There are differences in which members of staff are most able and willing to spend time in the office. Women, for example, may be more likely to favour working from home due to traditional gender-based expectations around childcare and other caring commitments. Research by the Kemmy Business School at UL in 2020 found that 48pc of women experienced difficulties balancing work and home life compared to 34pc of men. How might hybrid arrangements affect their career development?
“We’re seeing a huge drop-off of women in the workforce over the last two years, and those with caring responsibilities not being supported by workplaces. That’s really, really challenging,” says Dowling. “As somebody who has two small kids, that flexibility can be game-changing. I think it’s about seeing both the opportunities that it can present for people, but also the real challenge that oftentimes is overwhelming.”
Despite these teething problems, hybrid working is here to stay by all accounts. “It’s what employees want, that’s what all the research tells us. It’s an employee’s market. In recruitment, there are individuals who will just say, ‘I want to work from home a certain number of days a week,’” says Connaughton. “I think some organisations will force people either to come back full-time or to go remote full-time and, over time, people will change jobs to find their right way of working.

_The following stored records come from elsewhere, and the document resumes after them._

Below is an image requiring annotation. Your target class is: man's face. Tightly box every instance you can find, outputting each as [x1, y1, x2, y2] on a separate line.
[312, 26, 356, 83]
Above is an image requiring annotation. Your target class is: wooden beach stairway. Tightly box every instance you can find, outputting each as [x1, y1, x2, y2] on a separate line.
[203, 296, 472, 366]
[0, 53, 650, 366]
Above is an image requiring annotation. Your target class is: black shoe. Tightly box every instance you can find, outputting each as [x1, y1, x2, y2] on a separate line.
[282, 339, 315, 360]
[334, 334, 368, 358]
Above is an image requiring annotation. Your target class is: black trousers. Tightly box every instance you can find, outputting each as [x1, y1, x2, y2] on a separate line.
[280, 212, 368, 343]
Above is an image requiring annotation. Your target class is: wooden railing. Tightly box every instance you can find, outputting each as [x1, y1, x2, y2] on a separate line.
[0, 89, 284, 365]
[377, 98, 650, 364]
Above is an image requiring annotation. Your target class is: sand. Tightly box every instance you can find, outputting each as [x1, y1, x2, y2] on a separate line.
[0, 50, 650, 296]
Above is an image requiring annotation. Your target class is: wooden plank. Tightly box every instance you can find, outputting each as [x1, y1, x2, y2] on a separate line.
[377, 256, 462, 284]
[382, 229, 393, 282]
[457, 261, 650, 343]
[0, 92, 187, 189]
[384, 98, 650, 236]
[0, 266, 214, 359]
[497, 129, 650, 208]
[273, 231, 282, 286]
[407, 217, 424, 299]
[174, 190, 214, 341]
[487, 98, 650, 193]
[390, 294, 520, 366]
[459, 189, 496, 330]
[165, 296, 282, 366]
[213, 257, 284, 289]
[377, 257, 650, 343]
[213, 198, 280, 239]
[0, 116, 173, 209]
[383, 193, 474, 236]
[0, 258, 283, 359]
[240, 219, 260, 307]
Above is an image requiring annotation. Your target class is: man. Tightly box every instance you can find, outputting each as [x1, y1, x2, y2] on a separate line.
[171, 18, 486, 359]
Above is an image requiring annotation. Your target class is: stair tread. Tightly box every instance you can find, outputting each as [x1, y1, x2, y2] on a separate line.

The more an employer facilitates what employees want, the better.”
Although employers are still figuring out what works best, Flood believes we will start to see clear structures established in the coming years.
“I think the future of work is hybrid, no question about it,” he says. “The only question is, what percentage of the time working is spent in the office? Companies have realised that productivity is, in many cases, enhanced by hybrid working, but they just haven’t figured out how to manage issues like maintaining a corporate culture that is strong and cohesive where employees are away from the office and dispersed. I think, in the next year or two, you’ll see a much more defined set of arrangements come into place. From an employee point of view, it’s really making sense, and from a company point of view, the productivity gains make sense. I think it’s really a question of working it out and working through it.”